I want to make a loop on row numbers of a partitions in dataframe to check conditions and create extra columns depending on the result of current row_number.
So, i have a dataframe representing contacts with master id <-> raw id association (a master can have multiple raws). I partionned this dataframe with window function and a row_number() over a partition of most recent created raws :
# Create a window specification to define the partitionning of masters
# base on the most recent created
window_spec = Window \
.partitionBy(raw_df.master_id) \
.orderBy(raw_df.created.desc())
# Create a dataframe with a row number for each partition to process
# raws grouped with their master from the most recent to the least
partionned_df = raw_df \
.select(
fields + [
F.row_number().over(window_spec).alias('row_nb')
]
) \
.orderBy(['master_id', 'row_nb'])
This is my dataframe :
partionned_df.show()
+------+---+---------------+---------+------------+-------------+------+
|master|raw| created|last_name|mobile_phone|norm_civility|row_nb|
+------+---+---------------+---------+------------+-------------+------+
| 1| 3|02-05 11:22:...| null| 641203047| null| 1|
| 1| 5|02-05 11:22:...| null| null| monsieur| 2|
| 1| 6|02-05 11:22:...| null| null| null| 3|
| 1| 1|02-05 10:29:...| name1| null| mr| 4|
| 3| 11|02-05 11:26:...| null| null| monsieur| 1|
| 3| 4|02-05 10:30:...| null| 630254175| null| 2|
| 5| 15|02-05 11:35:...| null| null| null| 1|
| 5| 13|02-05 11:35:...| null| null| null| 2|
| 5| 14|02-05 11:33:...| name3 | null| monsieur| 3|
| 5| 7|02-05 11:22:...| null| null| null| 4|
+---+------+---------------+---------+------------+-------------+------+
What i want is to create a new dataframe with only distinct masters and new columns after iterated on the row_number of each partition and execute some conditions (like if first_name is not null, etc..) and if the conditions are not verified on the first row_nb of the partition, check the other one etc until i looped every row number of the partition.

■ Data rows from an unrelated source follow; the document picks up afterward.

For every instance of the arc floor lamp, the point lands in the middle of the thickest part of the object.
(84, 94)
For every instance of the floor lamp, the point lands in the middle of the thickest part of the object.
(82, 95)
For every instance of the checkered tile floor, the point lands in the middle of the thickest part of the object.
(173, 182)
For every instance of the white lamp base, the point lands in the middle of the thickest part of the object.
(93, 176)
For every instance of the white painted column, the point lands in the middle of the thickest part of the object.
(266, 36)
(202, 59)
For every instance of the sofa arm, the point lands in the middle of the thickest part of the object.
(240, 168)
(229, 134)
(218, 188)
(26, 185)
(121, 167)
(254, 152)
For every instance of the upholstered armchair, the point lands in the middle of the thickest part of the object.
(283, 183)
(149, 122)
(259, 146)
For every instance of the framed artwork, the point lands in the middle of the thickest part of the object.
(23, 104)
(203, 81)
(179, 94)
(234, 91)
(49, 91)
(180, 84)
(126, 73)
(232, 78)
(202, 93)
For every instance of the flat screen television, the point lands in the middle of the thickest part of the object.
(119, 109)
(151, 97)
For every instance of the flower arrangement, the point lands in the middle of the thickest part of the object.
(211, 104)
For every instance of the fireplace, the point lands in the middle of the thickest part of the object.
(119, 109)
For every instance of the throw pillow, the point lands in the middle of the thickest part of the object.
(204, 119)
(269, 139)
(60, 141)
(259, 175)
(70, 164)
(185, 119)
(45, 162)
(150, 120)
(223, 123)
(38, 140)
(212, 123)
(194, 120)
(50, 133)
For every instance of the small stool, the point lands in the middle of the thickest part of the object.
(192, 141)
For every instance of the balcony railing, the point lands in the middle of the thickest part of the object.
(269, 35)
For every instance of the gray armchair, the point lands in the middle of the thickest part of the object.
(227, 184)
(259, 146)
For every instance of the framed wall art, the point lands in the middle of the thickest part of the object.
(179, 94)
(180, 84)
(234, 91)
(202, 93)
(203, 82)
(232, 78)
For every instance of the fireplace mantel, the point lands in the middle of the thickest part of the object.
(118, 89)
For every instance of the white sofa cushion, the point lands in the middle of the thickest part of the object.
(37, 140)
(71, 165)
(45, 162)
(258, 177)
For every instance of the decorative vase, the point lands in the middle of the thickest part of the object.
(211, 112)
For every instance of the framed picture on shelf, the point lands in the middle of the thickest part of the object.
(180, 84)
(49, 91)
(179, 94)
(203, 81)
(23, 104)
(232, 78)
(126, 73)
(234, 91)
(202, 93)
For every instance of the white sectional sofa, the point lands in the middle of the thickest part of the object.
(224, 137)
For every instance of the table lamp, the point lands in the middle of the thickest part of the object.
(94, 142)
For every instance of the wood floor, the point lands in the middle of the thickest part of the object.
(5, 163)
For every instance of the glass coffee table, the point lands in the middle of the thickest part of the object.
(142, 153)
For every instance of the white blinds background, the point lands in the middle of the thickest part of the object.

The final dataframe i want is something like :
+------+---------+------------+-------------+
|master|last_name|mobile_phone|norm_civility|
+------+---------+------------+-------------+
| 1| name1| 641203047| monsieur |
| 3| null| 630254175| monsieur |
| 5| name3| null| monsieur |
+------+---------+------------+-------------+
Thank you very much for your help by advance.